As a scientist, Orujova represented chemistry in Azerbaijan internationally and gave talks in countries such as Portugal, Hungary, Germany and Canada. She was a chairman of the German-Azerbaijani Friendship Society and was on the editorial board of the Azerbaijani Soviet Encyclopedia (1976–1987). In total, she authored more than 300 scientific works. Orujova was awarded with the State Prize of the Azerbaijan SSR in 1970. Throughout her scientific career she was awarded numerous other awards, including the Order of Lenin, the Order of the October Revolution, the Order of the Red Banner of Labour, and the Order of the Badge of Honour. The Badge of Honour was awarded to her for her contributions to the Soviet war effort in World War II.

== Personal life ==
Orujova's husband, Movsum Ismayilzade, was arrested by the Bolsheviks as an enemy of the people in 1937 and only narrowly avoided execution. He divorced Orujova in anticipation of his arrest to save her from repressions, which could have included exile to Siberia. After having been forced into exile for several years, Ismayilzade was allowed to return to Azerbaijan but he was forbidden from seeing Orujova and from living in Baku. As a consequence, Orujova raised their son, Yilmaz, alone.

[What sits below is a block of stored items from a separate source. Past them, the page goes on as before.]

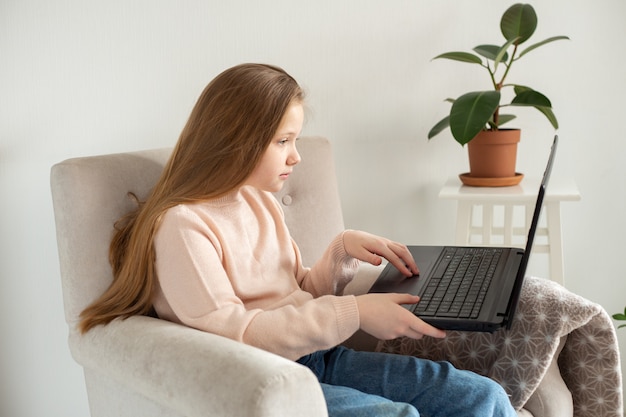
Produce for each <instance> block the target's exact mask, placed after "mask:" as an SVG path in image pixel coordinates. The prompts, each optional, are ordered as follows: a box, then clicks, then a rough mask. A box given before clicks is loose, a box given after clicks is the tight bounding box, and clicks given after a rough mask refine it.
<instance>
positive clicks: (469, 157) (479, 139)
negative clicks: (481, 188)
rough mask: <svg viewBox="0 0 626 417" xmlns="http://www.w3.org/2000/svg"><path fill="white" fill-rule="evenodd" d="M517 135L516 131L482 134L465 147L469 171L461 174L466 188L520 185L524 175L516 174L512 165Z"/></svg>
mask: <svg viewBox="0 0 626 417" xmlns="http://www.w3.org/2000/svg"><path fill="white" fill-rule="evenodd" d="M520 133H521V132H520V130H519V129H502V130H496V131H489V130H486V131H481V132H480V133H479V134H478V135H476V137H475V138H474V139H472V140H471V141H470V142H469V143H468V144H467V146H468V148H467V150H468V155H469V164H470V172H469V174H463V175H461V180H463V182H464V183H465V184H467V185H480V186H506V185H515V184H517V183H519V182H520V181H521V179H522V177H523V176H522V175H521V174H518V173H516V171H515V165H516V161H517V144H518V143H519V141H520ZM464 177H465V178H464ZM467 178H469V180H467V181H466V179H467Z"/></svg>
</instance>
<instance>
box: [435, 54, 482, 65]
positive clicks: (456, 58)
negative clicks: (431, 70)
mask: <svg viewBox="0 0 626 417" xmlns="http://www.w3.org/2000/svg"><path fill="white" fill-rule="evenodd" d="M440 58H444V59H451V60H453V61H461V62H469V63H470V64H480V65H482V64H483V60H482V59H481V58H480V57H479V56H476V55H474V54H470V53H469V52H446V53H445V54H441V55H437V56H436V57H434V58H433V59H440Z"/></svg>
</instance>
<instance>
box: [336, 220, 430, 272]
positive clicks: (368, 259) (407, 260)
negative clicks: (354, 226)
mask: <svg viewBox="0 0 626 417" xmlns="http://www.w3.org/2000/svg"><path fill="white" fill-rule="evenodd" d="M343 245H344V247H345V249H346V252H347V253H348V255H350V256H352V257H353V258H356V259H359V260H361V261H364V262H369V263H371V264H372V265H380V264H381V263H382V261H383V260H382V258H385V259H387V260H388V261H389V262H391V264H392V265H393V266H395V267H396V268H398V270H399V271H400V272H401V273H402V274H404V275H406V276H407V277H410V276H412V275H417V274H419V269H418V268H417V265H416V264H415V260H414V259H413V256H412V255H411V252H409V249H408V248H407V247H406V245H403V244H401V243H398V242H393V241H391V240H389V239H385V238H383V237H380V236H375V235H372V234H370V233H366V232H361V231H358V230H346V231H345V232H344V234H343Z"/></svg>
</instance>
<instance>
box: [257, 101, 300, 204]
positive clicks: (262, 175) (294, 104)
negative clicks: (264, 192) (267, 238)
mask: <svg viewBox="0 0 626 417" xmlns="http://www.w3.org/2000/svg"><path fill="white" fill-rule="evenodd" d="M303 122H304V109H303V107H302V104H300V103H298V102H293V103H291V104H290V105H289V107H287V110H286V111H285V114H284V115H283V118H282V120H281V122H280V125H279V126H278V129H277V130H276V133H275V134H274V137H273V138H272V141H271V142H270V145H269V146H268V147H267V149H266V150H265V153H264V154H263V156H262V157H261V160H260V161H259V163H258V164H257V166H256V167H255V168H254V170H253V171H252V174H250V176H249V177H248V179H247V180H246V182H245V184H246V185H252V186H254V187H256V188H259V189H261V190H263V191H269V192H272V193H275V192H277V191H280V190H281V189H282V188H283V184H284V183H285V181H286V180H287V178H289V175H290V174H291V171H292V170H293V167H294V165H296V164H297V163H298V162H300V154H298V151H297V150H296V139H297V138H298V137H299V136H300V131H301V130H302V123H303Z"/></svg>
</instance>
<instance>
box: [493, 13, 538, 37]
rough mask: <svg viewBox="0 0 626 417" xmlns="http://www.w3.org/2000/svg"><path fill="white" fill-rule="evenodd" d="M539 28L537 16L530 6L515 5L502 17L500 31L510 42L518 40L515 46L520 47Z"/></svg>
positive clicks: (500, 24)
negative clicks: (515, 40)
mask: <svg viewBox="0 0 626 417" xmlns="http://www.w3.org/2000/svg"><path fill="white" fill-rule="evenodd" d="M536 28H537V14H536V13H535V10H534V9H533V7H532V6H531V5H530V4H521V3H518V4H514V5H513V6H511V7H509V9H507V11H506V12H504V14H503V15H502V19H501V20H500V31H501V32H502V35H504V38H505V39H506V40H508V41H510V40H512V39H516V38H517V40H516V41H515V45H520V44H522V43H524V42H526V41H527V40H528V38H530V37H531V36H532V34H533V33H535V29H536Z"/></svg>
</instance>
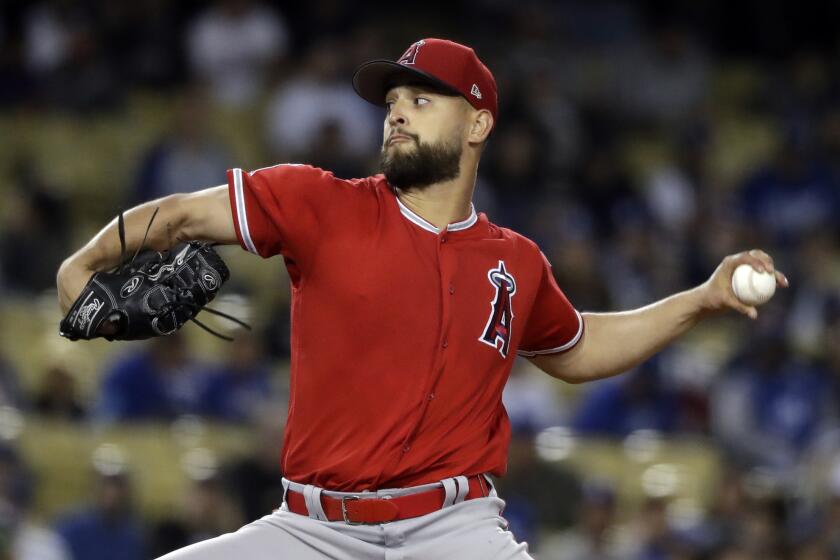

Orujova died in Baku on 22 April 1983 at the age of 73. The additive composition preparation laboratory at the Institute of Additive Chemistry was renamed in her honour. On 7 October 2009 a memorial evening was hosted in Orujova's honor at the Museum Centre of the Ministry of Culture of the Republic of Azerbaijan, to mark the 100th anniversary of her birth. She may have been the basis of the Statue of a Liberated Woman in Baku, which was inspired by Sevil.